Kwe Yang mengusap air matanya dengan
sapu-tangan kecil, katanya. “Jika begitu akupun takkan hadir pada pertemuan
kalian itu, masa-bodoh kalian hendak mengangkat Pangcu segala, betapapun
ramainya juga aku takkan meiihatnya.”
“Aduh, jika Kwe-jisiocia kita tidak hadir,
lalu bagaimana jadinya Eng-hiong-tay-hwe itu nanti?” demikian Kwe Hu
ber-olok-olok pula. “Yang terpilih menjadi Pangcu nanti juga kurang gemilang,
mana boleh kau tidak hadir.”
Sambil menutupi kedua telinganya Kwe Yang terus
berlari keluar kelenteng, Tapi mendadak bayangan berkelebat tahu-tahu diambang
pintu kelentertg telah berdiri seorang dan mengalang jalan keluarnya, keruan Kwe Yang
kaget, cepat ia melompat mundur sehingga tidak bertubrukan dengan
pengadang-nya itu.
Di bawah cahaya bulan tertampak perawakan
orang itu sangat jangkung, mukanya hitam, anehnya tubuh bagian atas ternyata
sangat cekak, hanya bagian pinggang ke bawah yang teramat panjang. Setelah
diawasi lebih teliti baru tahu jelas, rupanya kedua kaki orang itu buntung,
kedua ketiaknya di
sanggah dengan sepasang tongkat yang
panjangnya-hampir dua meter, karena itulah lengan celananya menjadi bsrgoyang-gontai
di bagian bawah, orang pendek memakai egrang sehingga menjadi orang jangkung.
“He, kau, Nimo Singh!”
seru Kwe Hu terkejut.
Kiranya orang ini memang betul Nimo Singh
adanya. Sekali ini raja Mongol memimpin sendiri pasukannya ke selatan, maka
segenap jago silat benua barat dan Mongol telah dikerahkan, setiap orang sama
berharap dapat memamerkan kemahirannya dalam pertempuran nanti untuk
mendapatkan pahala dan kedudukan.
Meski kedua kaki Nimo Singh sudah buntung,
tapi ilmu silatnya belum punah, selama gembleng belasan tahun itu, sepasang
tongkat penyanggah tubuhnya itu dapat dimainkan terlebih lihay daripada sebelum
buntung kakinya.
Sementara ini pasukan Mongol masih ratusan li
di utara Siangyang, tapi para pengintai yang terdiri dari jago-jago silat pilihan
seperti Nimo Singh dan lain-lain sudah tiba lebih dulu di sekitar Siangyang.
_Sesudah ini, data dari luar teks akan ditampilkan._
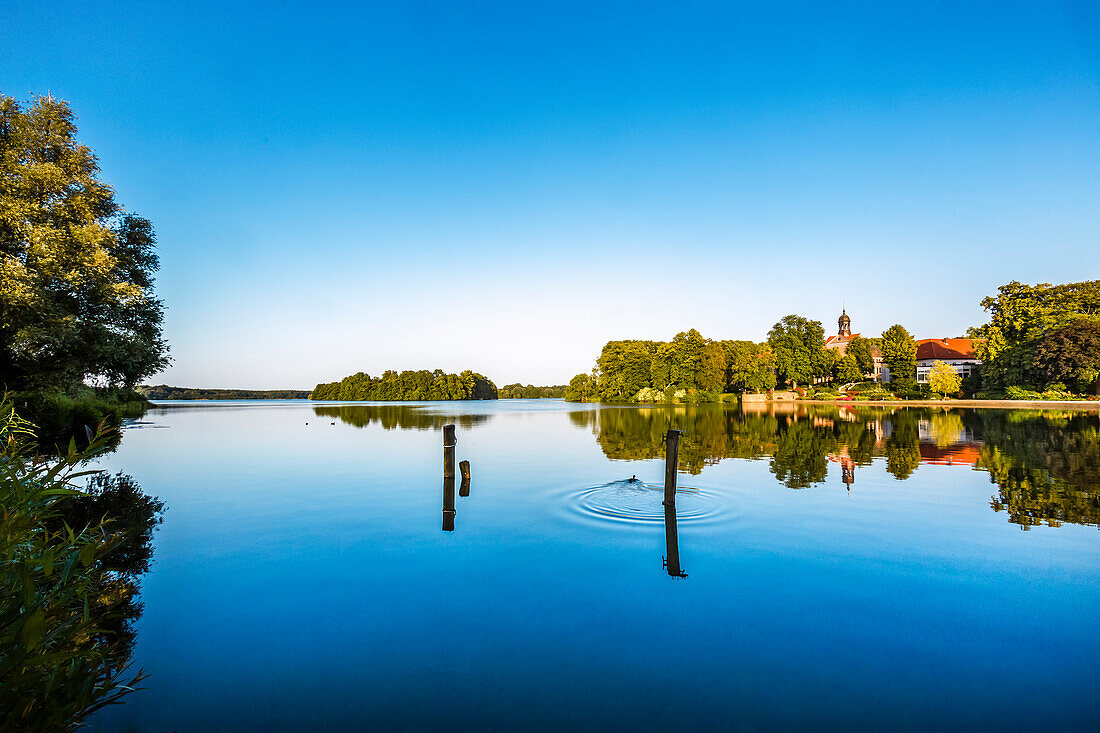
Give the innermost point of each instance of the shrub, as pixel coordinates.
(65, 639)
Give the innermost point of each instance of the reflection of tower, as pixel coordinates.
(672, 543)
(845, 325)
(848, 472)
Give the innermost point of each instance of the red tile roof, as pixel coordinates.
(945, 349)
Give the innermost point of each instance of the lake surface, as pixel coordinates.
(844, 569)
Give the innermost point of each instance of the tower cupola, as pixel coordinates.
(845, 325)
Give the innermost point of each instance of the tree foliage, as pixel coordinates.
(165, 392)
(690, 368)
(899, 352)
(1070, 354)
(799, 345)
(1020, 317)
(408, 385)
(529, 392)
(862, 353)
(943, 379)
(69, 562)
(76, 271)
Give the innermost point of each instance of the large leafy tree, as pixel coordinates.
(862, 354)
(749, 367)
(899, 352)
(944, 379)
(1019, 317)
(1070, 354)
(799, 345)
(76, 271)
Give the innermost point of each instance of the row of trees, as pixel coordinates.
(165, 392)
(801, 357)
(1041, 336)
(692, 368)
(529, 392)
(411, 385)
(689, 365)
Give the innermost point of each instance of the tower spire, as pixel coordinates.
(845, 324)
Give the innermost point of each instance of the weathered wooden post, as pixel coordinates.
(671, 456)
(672, 543)
(449, 503)
(449, 451)
(464, 469)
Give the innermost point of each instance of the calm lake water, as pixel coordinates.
(845, 569)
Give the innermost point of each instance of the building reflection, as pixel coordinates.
(1045, 463)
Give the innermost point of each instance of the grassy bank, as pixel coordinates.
(61, 415)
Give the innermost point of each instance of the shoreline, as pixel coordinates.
(1000, 404)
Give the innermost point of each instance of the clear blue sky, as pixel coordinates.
(506, 186)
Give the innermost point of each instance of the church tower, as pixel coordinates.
(845, 325)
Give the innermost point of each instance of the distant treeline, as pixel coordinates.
(528, 392)
(688, 369)
(165, 392)
(408, 385)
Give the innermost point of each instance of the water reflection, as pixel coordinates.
(397, 415)
(672, 543)
(1045, 463)
(448, 503)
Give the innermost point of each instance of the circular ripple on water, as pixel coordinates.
(635, 501)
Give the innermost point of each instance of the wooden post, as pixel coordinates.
(672, 543)
(448, 451)
(464, 469)
(449, 503)
(671, 456)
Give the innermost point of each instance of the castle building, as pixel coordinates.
(958, 353)
(844, 336)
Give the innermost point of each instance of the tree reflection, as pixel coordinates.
(1046, 465)
(391, 416)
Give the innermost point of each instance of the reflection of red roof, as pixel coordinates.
(945, 349)
(957, 455)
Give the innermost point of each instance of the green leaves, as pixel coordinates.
(64, 635)
(899, 352)
(76, 273)
(799, 345)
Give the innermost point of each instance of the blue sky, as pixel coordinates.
(505, 186)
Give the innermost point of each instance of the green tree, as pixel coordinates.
(944, 379)
(1020, 316)
(847, 369)
(580, 389)
(749, 367)
(899, 352)
(1070, 354)
(862, 352)
(799, 346)
(76, 271)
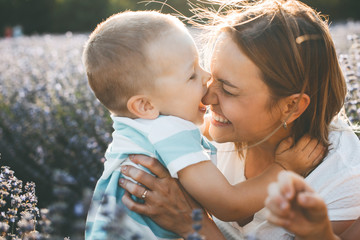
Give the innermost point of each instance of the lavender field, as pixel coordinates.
(54, 132)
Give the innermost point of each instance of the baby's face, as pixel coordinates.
(181, 82)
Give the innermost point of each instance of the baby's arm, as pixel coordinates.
(292, 204)
(210, 188)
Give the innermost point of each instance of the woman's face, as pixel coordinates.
(238, 97)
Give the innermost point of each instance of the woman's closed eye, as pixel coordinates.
(227, 92)
(193, 76)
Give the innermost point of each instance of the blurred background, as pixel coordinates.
(54, 132)
(58, 16)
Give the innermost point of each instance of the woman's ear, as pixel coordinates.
(142, 107)
(294, 106)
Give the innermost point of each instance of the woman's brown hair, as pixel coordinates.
(291, 44)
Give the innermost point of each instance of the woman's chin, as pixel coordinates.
(219, 134)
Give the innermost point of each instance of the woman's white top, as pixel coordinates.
(336, 179)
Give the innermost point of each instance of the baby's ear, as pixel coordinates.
(142, 107)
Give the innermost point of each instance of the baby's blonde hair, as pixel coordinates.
(115, 56)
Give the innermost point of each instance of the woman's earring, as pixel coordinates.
(284, 125)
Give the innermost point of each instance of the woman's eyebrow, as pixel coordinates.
(227, 83)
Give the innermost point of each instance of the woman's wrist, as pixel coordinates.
(324, 232)
(209, 230)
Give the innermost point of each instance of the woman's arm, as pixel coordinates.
(166, 202)
(205, 183)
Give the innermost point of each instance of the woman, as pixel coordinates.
(274, 64)
(293, 205)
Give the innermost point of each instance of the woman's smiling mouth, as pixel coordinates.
(218, 118)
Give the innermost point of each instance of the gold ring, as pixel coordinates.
(144, 194)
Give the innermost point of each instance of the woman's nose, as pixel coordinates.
(210, 97)
(206, 77)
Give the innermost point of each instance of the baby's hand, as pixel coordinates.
(301, 158)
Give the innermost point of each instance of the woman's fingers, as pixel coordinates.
(139, 175)
(152, 164)
(135, 189)
(274, 219)
(134, 206)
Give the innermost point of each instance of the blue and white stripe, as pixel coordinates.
(175, 142)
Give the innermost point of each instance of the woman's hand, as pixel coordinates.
(166, 202)
(292, 204)
(301, 158)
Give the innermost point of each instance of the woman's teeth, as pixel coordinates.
(219, 118)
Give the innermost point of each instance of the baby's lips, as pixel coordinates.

Malam ini maksudnya hendak menginap di
kelentong Yo-tayhu ini tak terduga didengarnya percakapan Kwe Hu berdua, keruan
ia menjadi kegirangan, ia tahu berhasilnya Siangyang dipertahankan sekian lama
oleh kerajaan Song adalah berkat perjuangan Kwe Ceng, kalau sekarang kedua
puteri kesayangannya ini ditawan, andaikan tak dapat memaksa Kwe Cing menyerah,
sedikitnya juga dapat mengacaukan semangatnya dan sungguh suatu jasa besar
baginya bila dilaporkan kepada raja Mongol.
Karena itulah ia lantas menjawab: “Eh, nona
Kwe, sungguh bagus daya ingatanmu, ternyata kau tidak pangling padaku, Baiklah,
supaya tidak membikin susah kedua pihak, silakan kalian ikut padaku saja.”
Gusar dan kuatir pula Kwe Hu, ia tahu ilmu
silat orang Hindu ini sangat lihay, sekalipun dirinya kakak beradik maju sekaligus
juga bukan tandingannya. Tanpa terasa ia melotot gusar pada Kwe Yang, pikirnya:
“Semua ini gara-garamu, coba cara bagaimana harus menghadapi bahaya di depan
mata
sekarang?”
Sebaliknya Kwe Yang telah berkata pada Nimo
Singh: “Eh, kenapa kedua kakimu itu begitu aneh? Sebelum bunting dahulu apakah
juga sepanjang itu?”
Nimo Singh hanya mendengus saja dan tidak menggubrisnya,
tapi lantas berkata pula kepada Kwe Hu: “Kalian berjalan di depan, jangan
sekali-sekali timbul pikiran hendak melarikan diri.” - Nyata dia telah anggap
kakak beradik itu sebagai tawanannya yang sudah berada dalam genggamannya.
Kwe Yang lantas berkata pula: “He, cara
bi-caramu ini sungguh aneh, tengah malam buta kau suruh kami kakak beradik
pergi ke mana?”
“Jangan banyak bicara, lekas ikut pergi!”
bentak Nimo Singh, ia kuatir kedatangan musuh yang kini banyak berkumpul
Siangyang dan usahanya ini mungkin bisa gagal, maka ingin lekas-lekas pergi.
“Jimoay, si cebol ini adalah jagoan pihak
Mongol, kepandaiannya cukup lihay, marilah kita mengerubutnya dari kanan dan
kiri,” bisik Kwe Hu kepada adiknya. Habis barkata, “sret”, segera ia melolos
pedang terus menusuk ke pinggang musuh.
Kwe Yang tidak membawa senjata, ia lihat Nimo
Singh tidak mempunyai kaki, bisanya berdiri adalah berkat tongkatnya saja,
sekarang sang Taci menyerangnya, apakah dia bisa menangkisnya?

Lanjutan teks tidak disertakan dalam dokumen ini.